# No Brood, but hive full of bees ????



## yjk (Jun 13, 2009)

I have a hive that is full of bees, putting stores of honey and pollen, but no brood. Did my hive swarm and leave most of the bees behind? 

If this is the case can I just get a new queen and add her to this hive. 

Any recommendations on get a new queen?

I have two other hives that seem to be fine. They have brood but not a whole lot. they seem to be off to a slow start this year.


----------



## KQ6AR (May 13, 2008)

You need to know you're time frame. Are there capped drone cells?, capped worker cells?
Did you see torn down queen cells. 

If in doubt add a frame with eggs from one of you're other hives. If they build a queen cell on that frame you're right, & they needed a queen. From there you can order one, or let them raise the one they are trying to raise.


----------



## yjk (Jun 13, 2009)

I found no cells that looked like they are capped. There where several queen cells, but they all looked empty. Is it ok to take a frame from another hive and add it to the hive with no brood. Will the workers make a queen from one of these. Or is it better to oredr a new queen.

let me know.


----------



## Scottyd (Apr 17, 2011)

That is what KQ6AR suggested! You can add a frame of brood from another hive if they are queenless they will raise one. If you choose this route be sure to chose a frame from your best hive. Good luck


----------



## Oberlinmom (Mar 11, 2009)

Is there room for brood in your hives? Last year I had the same situation and it wasn't until some one asked if there was space did I discover the term honey bound. My hive was bringing in so much nectar and pollen they had filled all the space. The queen had no place to lay. By the time I found out what was going on they swarmed. There was no brood or eggs but lots of bees.


----------



## honeybeekeeper (Mar 3, 2010)

If you feel that your hive is queenless and you do add a frame from a strong hive, make sure the eggs are 1 to 4 day old. If not you will be adding another frame later on! Good Luck!!


----------



## yjk (Jun 13, 2009)

I don't think the hive is honey bound. There is a super that is almost empty. I have 2 hive bodys and 2 supers on top. the top super is mostly empty. second down is half full of honey and pollen. The hive bodys are about the same. Both are half with honey and pollen and half just empty cells.

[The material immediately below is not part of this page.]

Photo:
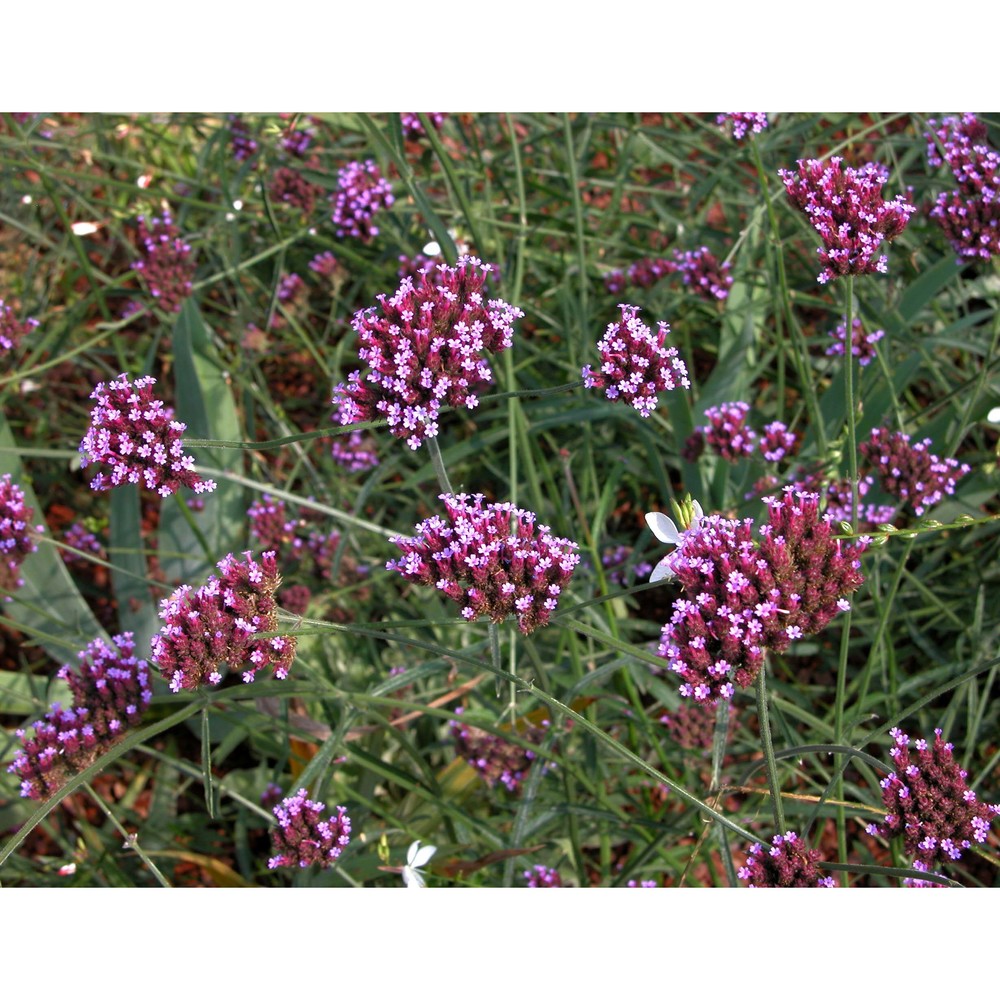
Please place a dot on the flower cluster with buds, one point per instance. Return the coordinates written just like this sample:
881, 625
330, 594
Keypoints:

How do you tell if a foundation has 1 to 4 day old brood in it. 

let me know.


----------



## John V (Jun 7, 2010)

Are you sure the cells are empty? Eggs can be quite deceptive in new white wax cells. Even fresh larvae in new wax can cause you to look again. Did you see the queen? Were the bees upset to see you or were they as passive as usual?

Later, John


----------



## tct1w (Jun 6, 2008)

Time will tell. With the queen cells they could have superseded the girl she isnt laying yet. Is this a new hive? Did the queen lay well before this? Its a tough question to answer. Peace Dave


----------



## yjk (Jun 13, 2009)

This hive is 3 years old. All of my foundations are real dark in color. I got the hive used and am using the same foundations for the last 3 years. I have never been able to find a queen in any of my hives. Have tried several times. I just look for the larva in the cells. I smoked the bees when I took the hive apart and they didn't seem to be agressive at all. But they don't when I smoke them. I forgot to smoke them once and that was a miskake I have not made again. I got stung 3 times through my suit and had dozens of stingers on my suit. I just won't open them up any more without smoke.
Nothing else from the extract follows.